More than 280 complaints against curfew in Germany

Since its adoption, the curfew has been the source of more than 280 constitutional complaints, many of which have come from members of the pro-business FDP party. They argue that not only is forbidding people to leave their homes incompatible with the freedoms set out in Germany’s Basic Law, but also that basing the measure on the seven-day incidence rate is badly-reasoned. 

In their response this week, the Karlsruhe judges ruled that the effectiveness of the measure could be “debated”, but that the regulations “weren’t pulled out of thin air” and so it was not “implausible” that the curfew would help to limit social contacts at night. Overall, they agreed that the curfew serves the legitimate purpose of “protecting life, health and the functionality of the healthcare system.” 

Overall, this means that the curfew will remain in place for now - but that does not mean that the matter is settled. When urgent petitions like these are submitted, the judges must “weigh the consequences”; that is, they must decide whether it would be worse to make an urgent decision against the challenge, and then later overturn it with their main decision, or the other way around. 

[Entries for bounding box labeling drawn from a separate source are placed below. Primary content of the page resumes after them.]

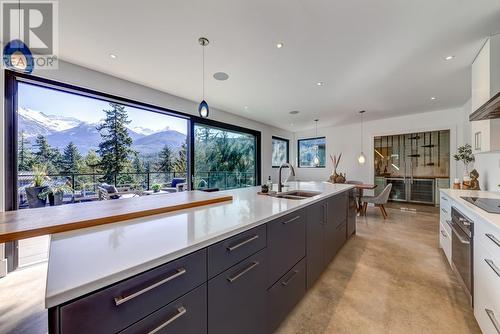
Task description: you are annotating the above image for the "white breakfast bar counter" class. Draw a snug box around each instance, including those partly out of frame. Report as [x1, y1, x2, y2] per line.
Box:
[45, 182, 353, 308]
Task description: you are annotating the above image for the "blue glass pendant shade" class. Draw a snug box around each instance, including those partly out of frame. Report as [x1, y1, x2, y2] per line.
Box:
[198, 100, 210, 118]
[3, 39, 35, 74]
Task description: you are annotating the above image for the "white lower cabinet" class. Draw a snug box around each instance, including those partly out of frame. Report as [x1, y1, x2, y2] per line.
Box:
[474, 243, 500, 334]
[439, 221, 451, 265]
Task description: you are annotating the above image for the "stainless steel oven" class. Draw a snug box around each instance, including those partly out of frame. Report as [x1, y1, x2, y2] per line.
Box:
[451, 207, 474, 303]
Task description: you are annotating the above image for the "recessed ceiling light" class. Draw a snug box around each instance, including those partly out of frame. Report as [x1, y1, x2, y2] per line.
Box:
[214, 72, 229, 81]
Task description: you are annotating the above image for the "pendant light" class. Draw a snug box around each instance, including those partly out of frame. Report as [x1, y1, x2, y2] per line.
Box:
[358, 110, 366, 165]
[198, 37, 210, 118]
[3, 0, 35, 74]
[313, 119, 320, 167]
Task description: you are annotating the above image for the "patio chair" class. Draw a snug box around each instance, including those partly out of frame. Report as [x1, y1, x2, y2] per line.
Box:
[161, 177, 186, 193]
[97, 183, 137, 201]
[361, 183, 392, 219]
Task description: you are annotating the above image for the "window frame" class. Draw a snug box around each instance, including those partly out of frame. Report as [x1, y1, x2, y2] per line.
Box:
[4, 70, 262, 206]
[297, 136, 326, 168]
[271, 136, 290, 168]
[188, 117, 262, 189]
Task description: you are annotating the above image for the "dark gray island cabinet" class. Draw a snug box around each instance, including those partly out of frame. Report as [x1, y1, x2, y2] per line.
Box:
[49, 190, 356, 334]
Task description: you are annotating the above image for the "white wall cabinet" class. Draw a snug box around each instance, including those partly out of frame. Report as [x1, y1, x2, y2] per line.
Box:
[471, 35, 500, 153]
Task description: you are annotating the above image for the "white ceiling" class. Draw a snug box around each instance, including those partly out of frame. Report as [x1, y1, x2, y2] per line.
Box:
[59, 0, 500, 131]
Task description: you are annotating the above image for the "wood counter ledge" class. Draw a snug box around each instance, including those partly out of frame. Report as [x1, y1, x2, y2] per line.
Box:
[0, 191, 233, 243]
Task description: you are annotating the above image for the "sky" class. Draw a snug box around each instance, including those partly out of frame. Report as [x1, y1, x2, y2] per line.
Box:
[18, 83, 187, 134]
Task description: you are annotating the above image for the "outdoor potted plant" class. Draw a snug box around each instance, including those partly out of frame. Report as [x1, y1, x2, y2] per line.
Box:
[25, 165, 49, 208]
[38, 182, 73, 206]
[453, 144, 475, 177]
[151, 183, 161, 193]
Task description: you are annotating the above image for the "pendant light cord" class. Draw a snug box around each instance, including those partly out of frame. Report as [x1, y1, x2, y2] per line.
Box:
[361, 113, 363, 153]
[201, 45, 205, 101]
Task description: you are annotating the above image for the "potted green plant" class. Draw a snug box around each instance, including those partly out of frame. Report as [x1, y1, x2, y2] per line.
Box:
[38, 182, 73, 206]
[25, 165, 49, 208]
[453, 144, 475, 177]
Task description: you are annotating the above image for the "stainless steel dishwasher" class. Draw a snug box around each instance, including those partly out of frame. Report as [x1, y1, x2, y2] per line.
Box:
[451, 207, 474, 304]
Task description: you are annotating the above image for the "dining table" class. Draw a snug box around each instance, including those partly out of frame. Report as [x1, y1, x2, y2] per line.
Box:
[353, 183, 377, 213]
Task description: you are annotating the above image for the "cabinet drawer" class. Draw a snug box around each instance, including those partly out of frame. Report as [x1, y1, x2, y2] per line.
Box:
[208, 249, 267, 334]
[267, 210, 306, 286]
[208, 224, 266, 278]
[330, 221, 347, 261]
[327, 192, 348, 226]
[474, 245, 500, 334]
[267, 259, 306, 333]
[120, 284, 207, 334]
[60, 250, 207, 334]
[474, 221, 500, 264]
[439, 222, 451, 265]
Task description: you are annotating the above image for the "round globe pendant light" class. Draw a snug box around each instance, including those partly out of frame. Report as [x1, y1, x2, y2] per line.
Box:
[198, 37, 210, 118]
[313, 119, 321, 167]
[358, 110, 366, 165]
[3, 39, 35, 74]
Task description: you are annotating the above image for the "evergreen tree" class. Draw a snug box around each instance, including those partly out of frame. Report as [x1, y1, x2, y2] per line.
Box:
[17, 131, 33, 171]
[61, 142, 82, 174]
[34, 135, 54, 165]
[34, 135, 61, 174]
[157, 145, 174, 173]
[174, 143, 187, 173]
[97, 103, 133, 183]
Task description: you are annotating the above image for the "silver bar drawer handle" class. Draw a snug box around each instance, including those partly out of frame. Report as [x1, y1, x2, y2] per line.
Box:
[484, 308, 500, 334]
[484, 259, 500, 277]
[148, 306, 187, 334]
[451, 228, 470, 245]
[226, 234, 259, 252]
[485, 233, 500, 247]
[227, 261, 259, 283]
[283, 216, 300, 225]
[115, 268, 187, 306]
[281, 270, 299, 286]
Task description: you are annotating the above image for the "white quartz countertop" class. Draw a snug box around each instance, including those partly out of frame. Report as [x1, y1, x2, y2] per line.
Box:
[441, 189, 500, 229]
[45, 182, 353, 308]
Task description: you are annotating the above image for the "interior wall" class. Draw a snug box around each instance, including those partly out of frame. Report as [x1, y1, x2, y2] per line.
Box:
[0, 61, 293, 211]
[294, 108, 470, 192]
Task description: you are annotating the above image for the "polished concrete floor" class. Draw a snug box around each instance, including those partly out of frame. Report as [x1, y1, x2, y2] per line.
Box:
[0, 208, 480, 334]
[278, 208, 481, 334]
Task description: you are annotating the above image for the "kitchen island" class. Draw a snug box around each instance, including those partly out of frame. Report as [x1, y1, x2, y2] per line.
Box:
[46, 182, 356, 333]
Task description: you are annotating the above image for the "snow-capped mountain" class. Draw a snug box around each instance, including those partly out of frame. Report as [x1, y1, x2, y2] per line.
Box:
[18, 108, 186, 154]
[18, 107, 82, 137]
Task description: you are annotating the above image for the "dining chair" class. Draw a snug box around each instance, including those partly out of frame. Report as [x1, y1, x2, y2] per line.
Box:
[361, 183, 392, 219]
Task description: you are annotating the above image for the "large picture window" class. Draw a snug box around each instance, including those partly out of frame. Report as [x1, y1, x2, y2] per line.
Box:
[193, 121, 258, 190]
[271, 136, 290, 168]
[298, 137, 326, 168]
[16, 82, 188, 209]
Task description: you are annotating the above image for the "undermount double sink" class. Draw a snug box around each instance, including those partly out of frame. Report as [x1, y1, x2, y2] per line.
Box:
[269, 190, 321, 200]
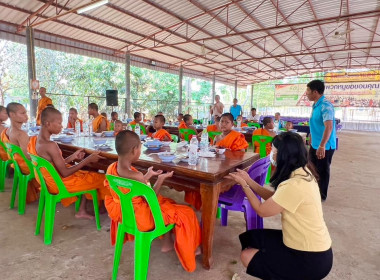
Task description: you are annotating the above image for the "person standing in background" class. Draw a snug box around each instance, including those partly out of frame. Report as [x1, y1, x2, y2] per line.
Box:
[306, 80, 336, 201]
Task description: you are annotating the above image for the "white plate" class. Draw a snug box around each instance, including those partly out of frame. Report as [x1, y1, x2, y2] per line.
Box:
[198, 152, 215, 157]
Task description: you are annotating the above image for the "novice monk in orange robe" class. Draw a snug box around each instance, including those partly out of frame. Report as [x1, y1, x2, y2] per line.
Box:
[28, 108, 109, 219]
[88, 103, 108, 133]
[178, 114, 197, 139]
[67, 108, 83, 132]
[36, 87, 53, 125]
[0, 105, 8, 136]
[152, 115, 172, 141]
[1, 102, 40, 203]
[104, 130, 201, 272]
[252, 117, 276, 155]
[214, 113, 248, 151]
[113, 120, 124, 136]
[236, 116, 248, 127]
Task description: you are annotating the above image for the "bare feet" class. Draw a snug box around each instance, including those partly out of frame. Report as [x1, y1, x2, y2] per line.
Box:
[75, 211, 94, 220]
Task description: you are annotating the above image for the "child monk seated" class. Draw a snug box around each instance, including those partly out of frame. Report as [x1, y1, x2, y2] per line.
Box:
[152, 115, 172, 141]
[0, 105, 8, 133]
[104, 130, 201, 272]
[28, 108, 109, 219]
[113, 120, 124, 136]
[285, 122, 293, 131]
[129, 112, 144, 125]
[214, 113, 248, 151]
[236, 115, 248, 127]
[252, 117, 276, 155]
[178, 114, 197, 139]
[207, 116, 221, 132]
[0, 102, 40, 203]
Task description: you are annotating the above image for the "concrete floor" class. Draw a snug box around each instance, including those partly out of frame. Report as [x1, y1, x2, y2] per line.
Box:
[0, 132, 380, 280]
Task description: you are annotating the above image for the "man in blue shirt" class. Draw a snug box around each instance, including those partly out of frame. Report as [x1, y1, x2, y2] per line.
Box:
[306, 80, 336, 201]
[230, 98, 243, 120]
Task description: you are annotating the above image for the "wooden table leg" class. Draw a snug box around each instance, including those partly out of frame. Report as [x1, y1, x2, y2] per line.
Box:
[200, 184, 220, 269]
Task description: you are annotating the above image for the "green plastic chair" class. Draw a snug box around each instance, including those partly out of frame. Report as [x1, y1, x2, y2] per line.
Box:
[131, 124, 147, 135]
[247, 122, 261, 128]
[208, 131, 222, 142]
[170, 134, 178, 143]
[0, 141, 11, 192]
[106, 175, 174, 280]
[5, 143, 34, 215]
[30, 155, 101, 245]
[252, 135, 273, 184]
[179, 128, 197, 142]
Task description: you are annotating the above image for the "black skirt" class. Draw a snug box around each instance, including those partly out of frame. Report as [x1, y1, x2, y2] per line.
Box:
[239, 229, 333, 280]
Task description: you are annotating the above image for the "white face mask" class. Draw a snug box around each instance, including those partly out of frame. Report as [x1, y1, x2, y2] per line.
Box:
[269, 151, 277, 166]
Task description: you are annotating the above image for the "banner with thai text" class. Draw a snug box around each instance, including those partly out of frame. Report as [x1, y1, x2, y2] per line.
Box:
[274, 84, 306, 106]
[297, 82, 380, 107]
[325, 70, 380, 83]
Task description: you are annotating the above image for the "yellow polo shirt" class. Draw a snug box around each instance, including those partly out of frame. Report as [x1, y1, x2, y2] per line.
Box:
[272, 168, 331, 252]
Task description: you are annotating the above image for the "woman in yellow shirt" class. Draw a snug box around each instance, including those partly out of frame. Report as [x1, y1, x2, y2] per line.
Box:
[227, 132, 333, 280]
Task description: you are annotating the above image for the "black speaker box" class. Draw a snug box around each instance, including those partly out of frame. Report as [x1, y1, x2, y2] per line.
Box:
[106, 89, 119, 106]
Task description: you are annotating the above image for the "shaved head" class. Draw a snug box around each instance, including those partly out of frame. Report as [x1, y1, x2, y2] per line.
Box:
[7, 102, 24, 116]
[154, 115, 166, 123]
[115, 130, 141, 156]
[41, 107, 61, 125]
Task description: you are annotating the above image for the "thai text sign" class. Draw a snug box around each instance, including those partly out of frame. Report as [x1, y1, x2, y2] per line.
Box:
[325, 70, 380, 83]
[274, 84, 306, 106]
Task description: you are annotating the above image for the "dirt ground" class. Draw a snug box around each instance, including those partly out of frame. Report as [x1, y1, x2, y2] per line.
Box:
[0, 132, 380, 280]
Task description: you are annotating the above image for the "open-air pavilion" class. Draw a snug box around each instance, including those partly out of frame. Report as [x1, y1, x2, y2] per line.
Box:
[0, 0, 380, 279]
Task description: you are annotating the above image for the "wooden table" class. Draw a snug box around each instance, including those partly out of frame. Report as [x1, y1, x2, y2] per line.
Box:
[59, 137, 259, 269]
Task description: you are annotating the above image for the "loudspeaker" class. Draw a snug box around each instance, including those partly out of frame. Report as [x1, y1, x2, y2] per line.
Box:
[106, 89, 119, 106]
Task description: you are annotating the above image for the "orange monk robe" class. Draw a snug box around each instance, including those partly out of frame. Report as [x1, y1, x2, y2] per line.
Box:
[28, 136, 110, 207]
[67, 119, 83, 132]
[104, 162, 201, 272]
[92, 115, 108, 132]
[36, 96, 53, 125]
[252, 128, 272, 155]
[0, 128, 41, 203]
[152, 128, 172, 141]
[215, 130, 248, 151]
[207, 124, 220, 132]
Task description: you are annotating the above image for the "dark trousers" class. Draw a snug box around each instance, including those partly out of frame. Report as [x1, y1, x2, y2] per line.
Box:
[309, 147, 335, 200]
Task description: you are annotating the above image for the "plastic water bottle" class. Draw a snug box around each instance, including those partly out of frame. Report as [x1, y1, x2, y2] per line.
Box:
[83, 122, 89, 136]
[201, 128, 208, 152]
[88, 119, 93, 136]
[189, 135, 198, 165]
[75, 120, 80, 136]
[135, 124, 140, 135]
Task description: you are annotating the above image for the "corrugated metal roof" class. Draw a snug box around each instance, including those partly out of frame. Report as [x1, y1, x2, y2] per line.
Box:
[0, 0, 380, 85]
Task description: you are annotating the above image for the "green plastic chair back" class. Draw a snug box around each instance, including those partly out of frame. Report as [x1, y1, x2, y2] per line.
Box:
[208, 131, 222, 141]
[131, 124, 147, 135]
[30, 154, 101, 245]
[170, 134, 178, 143]
[106, 175, 174, 280]
[5, 143, 34, 215]
[247, 122, 260, 128]
[252, 135, 273, 184]
[0, 141, 11, 192]
[179, 128, 197, 142]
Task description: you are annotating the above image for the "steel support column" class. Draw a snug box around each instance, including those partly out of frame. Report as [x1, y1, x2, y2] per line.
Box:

In this instance, they ruled that pausing the night-time curfew for now, only to later decide that it was actually constitutional, would pose “considerable risk” to the population. They may later rule that the curfew is incompatible with the Basic Law, but it is not yet clear when their main ruling will take place. 



Abi Carter

Abi studied History & German at the University of Manchester. She has since worked as a writer, editor and content marketeer, but still has a soft spot for museums, castles...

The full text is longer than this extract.